Il fondo nasce con una duplice finalità: trattenere le imprese innovative in Europa e accompagnarle nella trasformazione in campioni globali, stimolando al tempo stesso la comunità degli investitori a puntare con maggiore decisione sulle tecnologie avanzate sviluppate nel continente.
Il progetto prevede la creazione di un fondo da 5 miliardi di euro, destinato a fornire capitale per la crescita su larga scala alle imprese in fase avanzata di sviluppo, colmando un divario di finanziamento che spesso spinge le start-up più promettenti, in particolare nei settori deep tech, a trasferirsi fuori dall’Europa. Il contributo pubblico ammonta a 1 miliardo di euro, mentre la quota restante dovrà essere raccolta presso il settore privato.

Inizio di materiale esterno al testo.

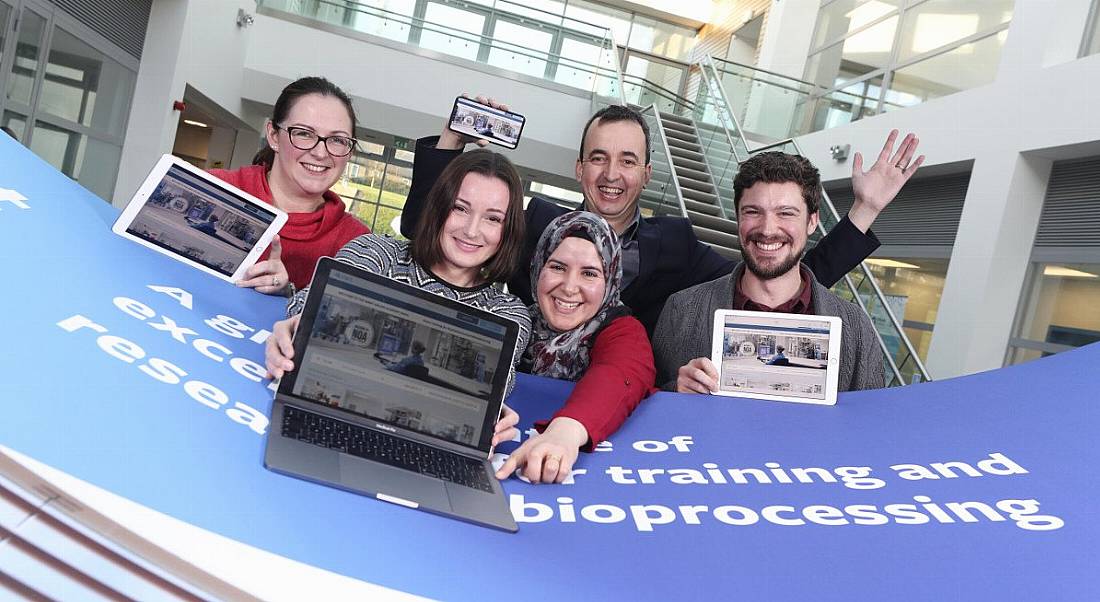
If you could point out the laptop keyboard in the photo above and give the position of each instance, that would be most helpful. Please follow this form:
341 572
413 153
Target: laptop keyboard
395 451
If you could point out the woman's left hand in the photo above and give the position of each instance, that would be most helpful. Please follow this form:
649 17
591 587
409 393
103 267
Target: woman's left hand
268 276
505 429
548 457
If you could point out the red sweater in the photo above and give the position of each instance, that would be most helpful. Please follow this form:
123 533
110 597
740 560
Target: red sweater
306 237
620 373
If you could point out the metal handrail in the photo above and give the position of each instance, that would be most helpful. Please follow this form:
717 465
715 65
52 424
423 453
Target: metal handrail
725 101
668 154
711 173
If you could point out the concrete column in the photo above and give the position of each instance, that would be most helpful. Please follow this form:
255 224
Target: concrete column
152 128
989 263
788 33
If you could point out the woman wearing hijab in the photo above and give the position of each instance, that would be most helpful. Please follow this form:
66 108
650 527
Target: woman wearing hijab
581 331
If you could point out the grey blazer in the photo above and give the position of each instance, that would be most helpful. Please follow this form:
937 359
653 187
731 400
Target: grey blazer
683 332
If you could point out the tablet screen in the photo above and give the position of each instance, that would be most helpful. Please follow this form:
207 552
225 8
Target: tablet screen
195 219
773 356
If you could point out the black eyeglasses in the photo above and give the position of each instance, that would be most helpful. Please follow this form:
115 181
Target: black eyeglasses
307 140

Dal punto di vista finanziario, il fondo è concepito come un’iniziativa orientata al mercato, con aspettative di rendimenti competitivi, stimate intorno al 20 per cento, e una struttura di governance pensata per garantire efficienza, trasparenza e capacità di attrazione di capitali privati. La scelta del gestore avverrà secondo criteri di indipendenza e professionalità, privilegiando un modello di gestione unico, almeno nella fase iniziale.

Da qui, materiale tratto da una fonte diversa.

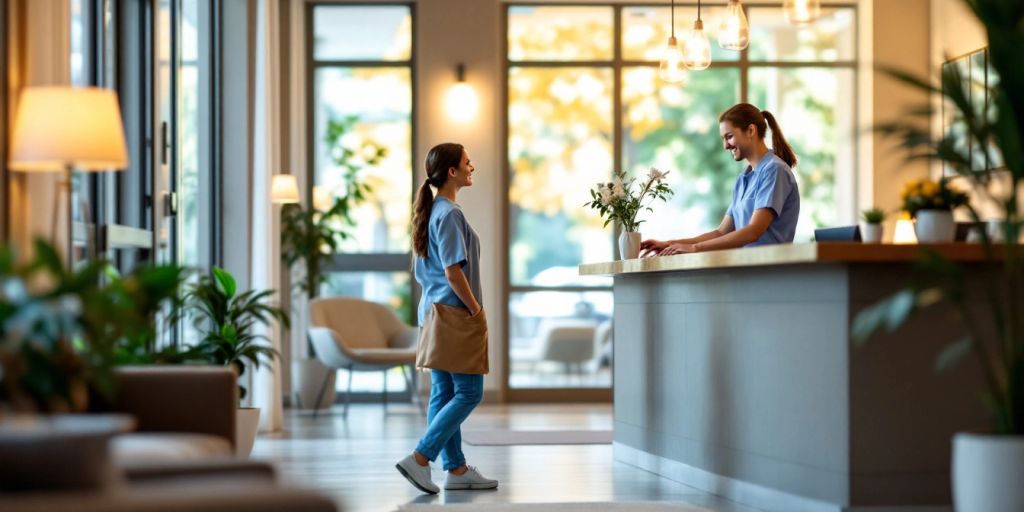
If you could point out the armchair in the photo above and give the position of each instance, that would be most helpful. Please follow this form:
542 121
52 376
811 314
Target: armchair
360 336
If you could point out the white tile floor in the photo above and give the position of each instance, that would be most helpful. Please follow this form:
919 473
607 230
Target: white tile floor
353 460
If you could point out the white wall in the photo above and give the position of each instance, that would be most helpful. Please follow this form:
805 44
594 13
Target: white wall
895 35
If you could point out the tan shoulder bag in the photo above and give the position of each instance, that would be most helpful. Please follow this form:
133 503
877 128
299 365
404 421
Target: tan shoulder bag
454 341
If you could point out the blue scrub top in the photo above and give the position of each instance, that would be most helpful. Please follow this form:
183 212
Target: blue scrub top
450 241
771 185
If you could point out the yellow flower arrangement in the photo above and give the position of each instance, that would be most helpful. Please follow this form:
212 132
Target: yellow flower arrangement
930 195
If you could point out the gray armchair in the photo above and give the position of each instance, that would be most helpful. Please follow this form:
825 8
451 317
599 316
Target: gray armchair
360 336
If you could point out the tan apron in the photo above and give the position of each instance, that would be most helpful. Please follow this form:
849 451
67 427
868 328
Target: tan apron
453 341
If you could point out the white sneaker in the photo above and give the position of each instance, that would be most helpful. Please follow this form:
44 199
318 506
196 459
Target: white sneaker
417 475
471 479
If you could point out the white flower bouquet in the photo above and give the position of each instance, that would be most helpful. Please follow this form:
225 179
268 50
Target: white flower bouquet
621 199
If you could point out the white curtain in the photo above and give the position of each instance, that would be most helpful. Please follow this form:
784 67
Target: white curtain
265 217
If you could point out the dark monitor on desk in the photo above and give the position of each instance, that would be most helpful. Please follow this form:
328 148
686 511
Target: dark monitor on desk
841 233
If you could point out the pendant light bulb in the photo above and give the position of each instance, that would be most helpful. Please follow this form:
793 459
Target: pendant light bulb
802 11
734 33
671 69
696 53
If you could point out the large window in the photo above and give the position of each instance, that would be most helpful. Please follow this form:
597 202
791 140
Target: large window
361 131
585 98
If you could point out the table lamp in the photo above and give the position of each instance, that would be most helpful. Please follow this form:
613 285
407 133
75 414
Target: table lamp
64 128
284 189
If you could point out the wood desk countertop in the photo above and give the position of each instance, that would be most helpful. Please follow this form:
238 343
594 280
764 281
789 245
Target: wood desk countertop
787 254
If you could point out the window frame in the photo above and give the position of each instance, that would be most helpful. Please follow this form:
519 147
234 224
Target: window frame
363 261
617 65
389 262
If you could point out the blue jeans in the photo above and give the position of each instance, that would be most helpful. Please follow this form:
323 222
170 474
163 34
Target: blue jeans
453 396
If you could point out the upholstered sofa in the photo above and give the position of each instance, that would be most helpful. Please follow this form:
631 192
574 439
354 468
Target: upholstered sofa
168 448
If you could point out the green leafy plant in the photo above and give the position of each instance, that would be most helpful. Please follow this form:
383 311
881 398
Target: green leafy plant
617 201
310 235
226 318
995 338
873 215
61 331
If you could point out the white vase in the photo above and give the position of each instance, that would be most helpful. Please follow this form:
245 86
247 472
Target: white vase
988 471
935 226
246 426
870 232
629 245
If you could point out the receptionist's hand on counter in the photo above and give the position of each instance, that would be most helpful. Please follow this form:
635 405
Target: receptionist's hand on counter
652 247
678 249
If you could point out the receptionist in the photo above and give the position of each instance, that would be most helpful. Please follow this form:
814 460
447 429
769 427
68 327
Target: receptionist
765 200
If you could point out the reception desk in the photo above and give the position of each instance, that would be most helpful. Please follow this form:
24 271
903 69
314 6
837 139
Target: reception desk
734 374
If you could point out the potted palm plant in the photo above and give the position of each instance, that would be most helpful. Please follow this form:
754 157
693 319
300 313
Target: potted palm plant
59 336
870 225
61 331
227 321
988 467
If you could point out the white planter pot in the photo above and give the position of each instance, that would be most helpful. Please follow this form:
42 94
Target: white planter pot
935 226
629 245
307 377
988 473
246 426
870 233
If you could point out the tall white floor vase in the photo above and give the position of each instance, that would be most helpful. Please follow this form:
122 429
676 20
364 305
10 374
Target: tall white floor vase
629 245
988 473
246 426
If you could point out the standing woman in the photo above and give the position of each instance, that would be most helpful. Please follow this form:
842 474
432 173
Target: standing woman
453 340
765 203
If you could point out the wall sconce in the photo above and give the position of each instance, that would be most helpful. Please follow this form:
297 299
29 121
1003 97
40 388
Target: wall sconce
284 189
462 102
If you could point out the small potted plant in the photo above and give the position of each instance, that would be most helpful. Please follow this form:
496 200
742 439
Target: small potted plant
985 464
619 201
931 204
227 321
870 225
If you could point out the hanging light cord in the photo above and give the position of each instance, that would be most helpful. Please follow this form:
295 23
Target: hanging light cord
673 16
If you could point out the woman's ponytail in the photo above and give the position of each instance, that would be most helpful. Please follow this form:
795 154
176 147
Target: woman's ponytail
421 216
439 159
778 144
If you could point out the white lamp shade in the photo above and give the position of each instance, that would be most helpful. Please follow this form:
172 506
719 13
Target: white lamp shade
904 232
284 188
58 126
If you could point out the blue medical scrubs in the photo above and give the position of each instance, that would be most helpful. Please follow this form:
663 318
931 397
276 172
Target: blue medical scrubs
770 185
451 241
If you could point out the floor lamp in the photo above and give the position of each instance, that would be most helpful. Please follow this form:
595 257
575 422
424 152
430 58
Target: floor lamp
61 129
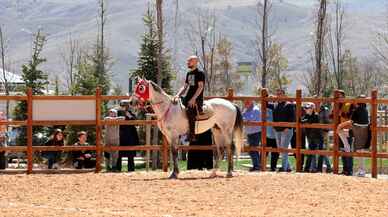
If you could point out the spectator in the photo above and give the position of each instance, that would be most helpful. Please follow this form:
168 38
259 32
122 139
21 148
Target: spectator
128 137
57 139
314 136
359 124
83 159
345 135
271 140
3 141
252 113
283 111
112 138
324 118
303 138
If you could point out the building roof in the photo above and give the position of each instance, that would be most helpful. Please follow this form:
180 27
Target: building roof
11 77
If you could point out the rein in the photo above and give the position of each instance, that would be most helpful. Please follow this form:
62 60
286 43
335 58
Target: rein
166 112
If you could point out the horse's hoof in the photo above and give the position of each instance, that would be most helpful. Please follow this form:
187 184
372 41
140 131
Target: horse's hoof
173 176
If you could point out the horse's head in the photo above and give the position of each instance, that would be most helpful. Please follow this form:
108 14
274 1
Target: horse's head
141 94
142 90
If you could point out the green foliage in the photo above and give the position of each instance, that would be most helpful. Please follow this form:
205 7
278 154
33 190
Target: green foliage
225 75
147 60
35 79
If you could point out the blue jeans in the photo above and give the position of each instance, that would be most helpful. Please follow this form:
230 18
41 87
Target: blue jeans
283 140
323 158
52 158
311 163
254 141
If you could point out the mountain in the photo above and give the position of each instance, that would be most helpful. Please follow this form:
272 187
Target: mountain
292 20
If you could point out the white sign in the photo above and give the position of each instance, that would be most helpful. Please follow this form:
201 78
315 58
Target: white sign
64 110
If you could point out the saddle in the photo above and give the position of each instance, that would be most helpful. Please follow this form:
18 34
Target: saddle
206 114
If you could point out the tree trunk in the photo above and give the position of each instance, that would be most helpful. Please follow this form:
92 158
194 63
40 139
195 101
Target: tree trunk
319 46
264 35
159 15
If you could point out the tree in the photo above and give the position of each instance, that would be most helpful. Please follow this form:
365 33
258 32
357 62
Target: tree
319 52
225 76
100 57
92 71
159 22
3 67
147 60
35 79
201 34
277 64
336 38
70 57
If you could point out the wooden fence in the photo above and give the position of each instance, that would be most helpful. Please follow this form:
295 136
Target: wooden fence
163 148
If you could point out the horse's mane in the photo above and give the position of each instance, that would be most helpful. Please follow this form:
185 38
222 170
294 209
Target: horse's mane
159 89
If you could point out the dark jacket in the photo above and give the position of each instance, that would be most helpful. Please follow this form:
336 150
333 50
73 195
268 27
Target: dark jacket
314 136
283 112
128 134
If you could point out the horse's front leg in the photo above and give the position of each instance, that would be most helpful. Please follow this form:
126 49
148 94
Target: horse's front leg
174 150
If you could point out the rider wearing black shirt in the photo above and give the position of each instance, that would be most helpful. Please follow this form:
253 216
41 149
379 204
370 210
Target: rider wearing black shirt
194 85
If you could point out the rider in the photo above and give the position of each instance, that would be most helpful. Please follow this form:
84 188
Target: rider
194 85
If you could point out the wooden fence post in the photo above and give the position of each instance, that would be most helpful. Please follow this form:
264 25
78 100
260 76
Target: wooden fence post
335 135
29 132
298 130
263 153
374 132
98 130
165 154
230 98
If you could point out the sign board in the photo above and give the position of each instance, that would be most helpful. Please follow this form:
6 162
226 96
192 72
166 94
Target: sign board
64 110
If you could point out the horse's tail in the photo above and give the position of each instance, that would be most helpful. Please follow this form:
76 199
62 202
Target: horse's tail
238 132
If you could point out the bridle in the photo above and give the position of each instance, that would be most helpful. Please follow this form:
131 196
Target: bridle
142 92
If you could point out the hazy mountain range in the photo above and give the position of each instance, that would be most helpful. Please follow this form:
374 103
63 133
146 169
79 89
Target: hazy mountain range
292 19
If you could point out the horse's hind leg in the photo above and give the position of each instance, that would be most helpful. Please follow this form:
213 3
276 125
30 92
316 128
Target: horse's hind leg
230 161
230 157
175 172
217 136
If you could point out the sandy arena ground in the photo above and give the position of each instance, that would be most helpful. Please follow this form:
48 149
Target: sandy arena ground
150 194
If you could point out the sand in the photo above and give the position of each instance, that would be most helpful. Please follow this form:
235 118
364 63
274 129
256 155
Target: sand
151 194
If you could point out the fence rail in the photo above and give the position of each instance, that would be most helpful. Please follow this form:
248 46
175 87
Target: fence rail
164 149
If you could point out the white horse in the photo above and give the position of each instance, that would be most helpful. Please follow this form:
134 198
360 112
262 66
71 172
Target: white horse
226 123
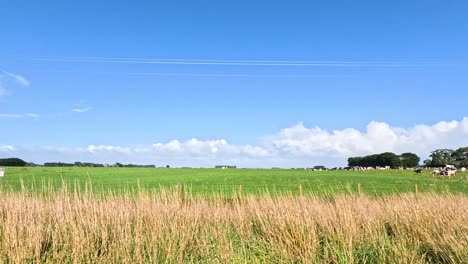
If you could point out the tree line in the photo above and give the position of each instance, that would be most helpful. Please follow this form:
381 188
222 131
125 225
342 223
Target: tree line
385 159
441 157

Accanto alla creazione del fondo, emerge la necessità di affrontare alcuni ostacoli strutturali del sistema europeo dei capitali, tra cui i vincoli regolatori sugli investimenti di lungo periodo, la limitata propensione delle banche al rischio paziente e lo sviluppo ancora incompleto di mercati finanziari come quello della cartolarizzazione. Senza interventi su questi fronti, il rischio è che il capitale paziente di lungo termine resti insufficiente.
Nel medio periodo, l’ambizione dichiarata è quella di portare il fondo a una dimensione di 20 miliardi di euro, in parallelo con il completamento del mercato unico dei capitali, considerato una condizione essenziale per rafforzare l’autonomia strategica europea e sostenere l’innovazione in un contesto geopolitico sempre più complesso.